A planet is revolving in an elliptical orbit around the sun. Its closest distance from the sun is r and the farthest distance is R. If the velocity of the planet nearest to the sun be v and that farthest away from the sun be V. then v/V is

To solve the problem, we will use the principle of conservation of angular momentum.

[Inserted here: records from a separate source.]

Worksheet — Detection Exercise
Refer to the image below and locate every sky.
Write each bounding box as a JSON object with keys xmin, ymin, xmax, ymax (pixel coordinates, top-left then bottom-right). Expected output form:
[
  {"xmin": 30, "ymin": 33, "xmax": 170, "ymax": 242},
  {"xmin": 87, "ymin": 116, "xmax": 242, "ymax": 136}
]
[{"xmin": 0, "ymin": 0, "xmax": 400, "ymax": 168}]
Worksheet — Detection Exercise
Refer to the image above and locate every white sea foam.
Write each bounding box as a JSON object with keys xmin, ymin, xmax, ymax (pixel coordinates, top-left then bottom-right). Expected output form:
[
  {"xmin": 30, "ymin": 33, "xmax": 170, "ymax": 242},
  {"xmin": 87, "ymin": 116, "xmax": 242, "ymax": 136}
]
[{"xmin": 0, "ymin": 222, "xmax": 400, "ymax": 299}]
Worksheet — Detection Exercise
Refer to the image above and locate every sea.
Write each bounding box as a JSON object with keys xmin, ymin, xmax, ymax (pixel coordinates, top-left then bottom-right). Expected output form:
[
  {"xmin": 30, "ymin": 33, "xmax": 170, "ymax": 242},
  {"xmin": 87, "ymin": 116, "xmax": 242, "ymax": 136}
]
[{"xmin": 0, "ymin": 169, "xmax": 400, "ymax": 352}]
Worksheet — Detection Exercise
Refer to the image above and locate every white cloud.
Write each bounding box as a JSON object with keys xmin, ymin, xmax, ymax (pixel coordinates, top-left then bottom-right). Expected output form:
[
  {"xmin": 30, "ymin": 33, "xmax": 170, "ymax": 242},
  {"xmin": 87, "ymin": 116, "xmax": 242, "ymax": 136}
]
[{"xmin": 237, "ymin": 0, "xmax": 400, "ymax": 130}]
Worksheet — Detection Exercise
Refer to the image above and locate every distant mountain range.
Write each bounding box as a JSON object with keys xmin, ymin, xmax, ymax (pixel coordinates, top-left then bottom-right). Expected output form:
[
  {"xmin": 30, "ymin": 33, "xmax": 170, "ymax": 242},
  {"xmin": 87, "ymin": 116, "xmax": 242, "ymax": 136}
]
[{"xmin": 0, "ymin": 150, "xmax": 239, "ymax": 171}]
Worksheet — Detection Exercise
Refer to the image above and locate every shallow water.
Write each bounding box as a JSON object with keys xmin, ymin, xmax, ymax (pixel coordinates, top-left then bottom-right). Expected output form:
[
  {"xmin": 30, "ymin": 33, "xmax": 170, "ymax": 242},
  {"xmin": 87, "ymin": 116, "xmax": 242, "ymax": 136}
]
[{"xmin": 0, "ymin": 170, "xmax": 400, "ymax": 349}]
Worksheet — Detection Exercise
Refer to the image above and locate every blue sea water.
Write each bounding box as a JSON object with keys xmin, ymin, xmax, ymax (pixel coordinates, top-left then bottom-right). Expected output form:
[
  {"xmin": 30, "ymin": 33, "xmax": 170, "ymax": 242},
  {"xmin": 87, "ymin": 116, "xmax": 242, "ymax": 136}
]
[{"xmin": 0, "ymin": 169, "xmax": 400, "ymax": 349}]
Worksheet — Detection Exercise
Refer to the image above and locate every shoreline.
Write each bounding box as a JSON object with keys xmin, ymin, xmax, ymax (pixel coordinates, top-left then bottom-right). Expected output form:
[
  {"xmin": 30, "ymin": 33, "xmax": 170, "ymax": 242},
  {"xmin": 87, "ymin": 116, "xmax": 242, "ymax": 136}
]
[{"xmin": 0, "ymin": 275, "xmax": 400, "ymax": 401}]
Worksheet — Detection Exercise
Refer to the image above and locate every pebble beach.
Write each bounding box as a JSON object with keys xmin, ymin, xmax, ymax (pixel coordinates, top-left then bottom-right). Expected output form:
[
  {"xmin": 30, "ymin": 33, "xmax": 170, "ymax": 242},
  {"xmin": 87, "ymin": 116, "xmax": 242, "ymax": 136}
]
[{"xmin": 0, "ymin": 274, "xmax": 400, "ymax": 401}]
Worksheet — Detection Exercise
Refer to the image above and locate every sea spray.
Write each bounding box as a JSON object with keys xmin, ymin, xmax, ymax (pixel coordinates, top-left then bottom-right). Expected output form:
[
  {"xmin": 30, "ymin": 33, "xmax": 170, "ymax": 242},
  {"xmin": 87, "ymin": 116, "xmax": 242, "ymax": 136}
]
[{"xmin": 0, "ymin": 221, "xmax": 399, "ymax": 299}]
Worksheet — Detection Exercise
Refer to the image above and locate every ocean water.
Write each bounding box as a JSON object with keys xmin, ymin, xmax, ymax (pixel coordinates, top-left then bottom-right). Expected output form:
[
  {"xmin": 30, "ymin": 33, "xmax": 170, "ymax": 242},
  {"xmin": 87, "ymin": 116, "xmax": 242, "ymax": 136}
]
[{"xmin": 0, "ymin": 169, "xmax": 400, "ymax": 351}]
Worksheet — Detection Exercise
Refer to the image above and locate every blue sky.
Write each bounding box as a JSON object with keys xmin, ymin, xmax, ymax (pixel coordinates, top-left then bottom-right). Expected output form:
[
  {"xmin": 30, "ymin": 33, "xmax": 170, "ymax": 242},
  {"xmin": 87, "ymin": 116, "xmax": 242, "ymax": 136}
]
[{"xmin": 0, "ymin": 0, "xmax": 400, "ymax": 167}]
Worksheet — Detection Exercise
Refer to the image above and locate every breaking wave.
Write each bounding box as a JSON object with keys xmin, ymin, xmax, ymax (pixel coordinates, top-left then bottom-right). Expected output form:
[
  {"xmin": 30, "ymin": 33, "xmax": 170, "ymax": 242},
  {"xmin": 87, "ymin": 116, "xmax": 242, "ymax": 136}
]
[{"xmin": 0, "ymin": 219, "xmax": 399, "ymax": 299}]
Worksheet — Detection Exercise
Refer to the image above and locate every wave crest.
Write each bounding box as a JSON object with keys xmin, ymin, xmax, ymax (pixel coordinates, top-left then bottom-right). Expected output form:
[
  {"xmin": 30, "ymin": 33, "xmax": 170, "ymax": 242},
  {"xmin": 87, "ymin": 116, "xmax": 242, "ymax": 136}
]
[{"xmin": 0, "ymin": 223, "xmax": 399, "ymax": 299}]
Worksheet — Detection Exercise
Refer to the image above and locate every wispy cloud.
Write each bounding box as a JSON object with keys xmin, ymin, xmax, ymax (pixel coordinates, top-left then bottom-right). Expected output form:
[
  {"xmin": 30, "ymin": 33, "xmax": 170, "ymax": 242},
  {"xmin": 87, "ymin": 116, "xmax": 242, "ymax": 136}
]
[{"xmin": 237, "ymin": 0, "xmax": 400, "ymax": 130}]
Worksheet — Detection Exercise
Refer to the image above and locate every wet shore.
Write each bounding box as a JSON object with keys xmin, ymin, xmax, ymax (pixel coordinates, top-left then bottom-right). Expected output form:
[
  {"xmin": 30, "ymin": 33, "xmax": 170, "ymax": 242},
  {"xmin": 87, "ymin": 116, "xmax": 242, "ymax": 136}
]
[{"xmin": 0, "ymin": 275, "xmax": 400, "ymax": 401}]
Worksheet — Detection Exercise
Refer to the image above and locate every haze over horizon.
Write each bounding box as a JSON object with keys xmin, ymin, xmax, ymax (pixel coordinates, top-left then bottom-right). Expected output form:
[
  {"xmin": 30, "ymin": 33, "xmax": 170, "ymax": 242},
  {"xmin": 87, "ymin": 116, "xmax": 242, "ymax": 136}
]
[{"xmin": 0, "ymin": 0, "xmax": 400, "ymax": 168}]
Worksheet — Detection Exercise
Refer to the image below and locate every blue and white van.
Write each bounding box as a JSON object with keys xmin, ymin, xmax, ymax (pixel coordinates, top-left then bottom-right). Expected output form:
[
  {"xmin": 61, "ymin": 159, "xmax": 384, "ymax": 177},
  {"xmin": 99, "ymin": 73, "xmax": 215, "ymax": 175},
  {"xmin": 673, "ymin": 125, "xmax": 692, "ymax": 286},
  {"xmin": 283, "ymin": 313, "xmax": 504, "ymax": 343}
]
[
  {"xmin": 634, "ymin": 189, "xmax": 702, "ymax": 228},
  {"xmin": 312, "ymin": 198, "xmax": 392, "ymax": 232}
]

The angular momentum of a planet revolving around the Sun is given by the product of its mass, its velocity, and its distance from the Sun. ### Step-by-Step Solution: 1. **Identify the positions and velocities:** - The closest distance from the Sun (perihelion) is \( r \) with velocity \( v \). - The farthest distance from the Sun (aphelion) is \( R \) with velocity \( V \). 2. **Write the expression for angular momentum:** - Angular momentum at the closest point (perihelion) is given by: \[ L_{perihelion} = M \cdot v \cdot r \] - Angular momentum at the farthest point (aphelion) is given by: \[ L_{aphelion} = M \cdot V \cdot R \] Here, \( M \) is the mass of the planet. 3. **Apply the conservation of angular momentum:** - Since there are no external torques acting on the planet-sun system, the angular momentum at perihelion must equal the angular momentum at aphelion: \[ M \cdot v \cdot r = M \cdot V \cdot R \] 4. **Cancel the mass \( M \):** - Since \( M \) is present on both sides of the equation, we can cancel it out: \[ v \cdot r = V \cdot R \] 5. **Rearrange the equation to find the ratio \( \frac{v}{V} \):** - We can rearrange the equation to express the ratio of the velocities: \[ \frac{v}{V} = \frac{R}{r} \] 6. **Conclusion:** - Therefore, the ratio of the velocity of the planet at its closest distance to the velocity at its farthest distance is: \[ \frac{v}{V} = \frac{R}{r} \] ### Final Answer: The ratio \( \frac{v}{V} \) is \( \frac{R}{r} \).